Allah Ta’ala memerintahkan segenap hamba-Nya untuk memperbanyak doa dan permohonan kepada Allah Ta’ala.  Sering berdoa kepada Allah ‘Azza wa Jalla merupakan indikasi betapa ia hamba yang sangat butuh pertolongan dari-Nya. Orang yang selalu berdoa, dia hakikatnya memperbanyak ibadah kepada-Nya, dan juga seorang insan yang begitu mencintai Dzat Yang Maha Mengabulkan doa.

Orang beriman akan selalu butuh kepada Allah Ta’ala, ia merasa dirinya tak memiliki kekuatan tanpa bersandar serta bertawakal kepada Dzat Yang Maha Perkasa dan Bijaksana. Selayaknya, seorang mukmin tidak memiliki sifat sombong dengan meremehkan pentingnya sebuah doa.

Sebuah kenyataan memprihatinkan ketika banyak kaum muslimin terjebak  dalam kesyirikan dengan berdoa kepada selain Allah Ta’ala. Bukankah Nabi shallallahu ’alaihi wa sallam menyatakan bahwa doa adalah ibadah.

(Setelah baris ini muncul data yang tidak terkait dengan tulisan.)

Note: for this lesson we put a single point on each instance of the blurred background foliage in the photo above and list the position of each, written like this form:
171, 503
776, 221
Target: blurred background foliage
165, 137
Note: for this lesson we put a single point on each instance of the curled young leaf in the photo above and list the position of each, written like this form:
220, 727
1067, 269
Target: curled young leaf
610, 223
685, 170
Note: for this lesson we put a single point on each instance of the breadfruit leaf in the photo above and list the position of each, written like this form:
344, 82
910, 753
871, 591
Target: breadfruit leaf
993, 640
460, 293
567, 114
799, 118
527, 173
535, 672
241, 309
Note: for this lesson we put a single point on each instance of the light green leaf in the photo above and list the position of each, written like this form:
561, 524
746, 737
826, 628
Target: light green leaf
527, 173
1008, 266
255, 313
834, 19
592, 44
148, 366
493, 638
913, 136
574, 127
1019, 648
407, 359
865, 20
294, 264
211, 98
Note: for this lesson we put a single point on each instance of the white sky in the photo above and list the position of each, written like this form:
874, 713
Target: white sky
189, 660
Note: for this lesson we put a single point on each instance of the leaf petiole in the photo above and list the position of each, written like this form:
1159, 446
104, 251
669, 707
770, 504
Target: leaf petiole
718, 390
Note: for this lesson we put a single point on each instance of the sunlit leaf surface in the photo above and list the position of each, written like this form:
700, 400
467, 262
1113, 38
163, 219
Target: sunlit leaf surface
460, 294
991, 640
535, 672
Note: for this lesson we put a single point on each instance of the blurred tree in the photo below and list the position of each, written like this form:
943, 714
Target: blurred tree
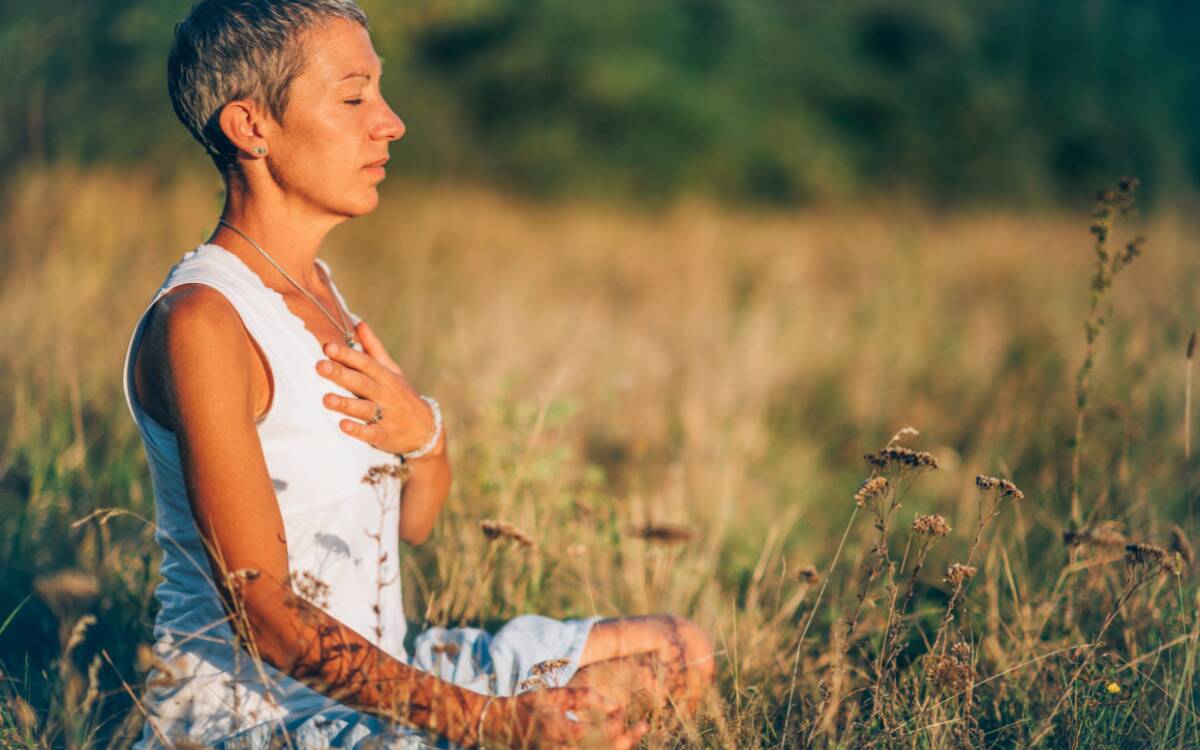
778, 101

Dalam Alqur`an surat an-Naml ayat 62, Allah Ta’ala berfirman,

Atau siapakah yang memperkenankan (doa) orang yang dalam kesulitan apabila ia berdoa kepada-Nya, dan yang kamu (manusia) sebagai khalifah di bumi? Apakah di samping Allah ada Tuhan yang lain? Amat sedikitlah kamu mengingatNya?

Hendaklah kaum muslimin senantiasa memurnikan doanya kepada Allah Ta’ala agar ia dicatat sebagai hamba yang bertakwa. Dan orang yang berdoa kepada selain Allah Ta’ala maka doa itu akan sia-sia belaka dan tak memberi manfaat, bahkan akan dimurkai-Nya.

Maka dari itu, wahai saudaraku muslim, jauhilah berdoa dan memohon kepada selain Allah Ta’ala karena hal itu akan membuatmu kafir dan tersesat. Berdoalah kepada Allah Ta’ala yang mempunyai kemampuan mengabulkan sehingga engkau akan menjadi orang-orang beriman yang bertauhid. (“Jalan Hidup Golongan Yang Selamat” [terjemah], Syaikh Muhammad bin Jamil Zainu, hlm. 106)

Doa adalah senjata orang mukmin dalam segala keadaan dan suasana, tatkala bahagia dia harus bersyukur  dengan banyak memuji kepada Allah Ta’ala. Dalam keadaan berduka seorang hamba harus mohon kekuatan dan keteguhan hati agar Allah Ta’ala menjadikannya kuat dan tegar. Begitulah doa dengan izin Allah Ta’ala, akan selalu memotivasi kita untuk optimis menjalani kehidupan, membuat semangat menatap masa depan dan menjauhkan dari berbagai bisikan-bisikan setan yang melemahkan iman.

Betapa dahsyatnya kekuatan sebuah doa. Banyak kesusahan diangkat, penyakit disembuhkan, kesuksesan diraih, dan berbagai prahara kehidupan dapat diselesaikan dengan doa dan pertolongan Allah Ta’ala. Sesuatu yang sepertinya mustahil terjadi bisa menjadi kenyataan indah karena kekuatan sebuah doa yang diucapkan dengan ikhlas kepada Allah Ta’ala, dengan kesabaran yang disertai  keimanan yang mantap hanya fokus pada pertolongan Allah Ta’ala.

Jangan berputus asa ketika doa belum dikabulkan, yakinlah Allah Ta’ala akan mencintai orang yang banyak bermunajat kepada-Nya. Bisa jadi doa Anda dikabulkan dalam bentuk lain atau dikabulkan di akhirat. Yang pasti, Allah Maha Mendengarkan lagi Mengabulkan doa.

Penulis: Isruwanti Ummu Nashifa

Referensi

  1. Jalan Golongan yang selamat, Syaikh Muhammad bin Jamil Zainu, Media Hidayah, Yogyakarta, 2003.
  2. Doa dan Sholat Istikharoh, Samir Qorni Muhammad Rizq, Media Hidayah, Yogyakarta, 2002.
  3. Mutiara Faidah Kitab Tauhid, Abu Isa Abdullah bin Salam, LBI al-Atsari, Yogyakarta, 1426 H.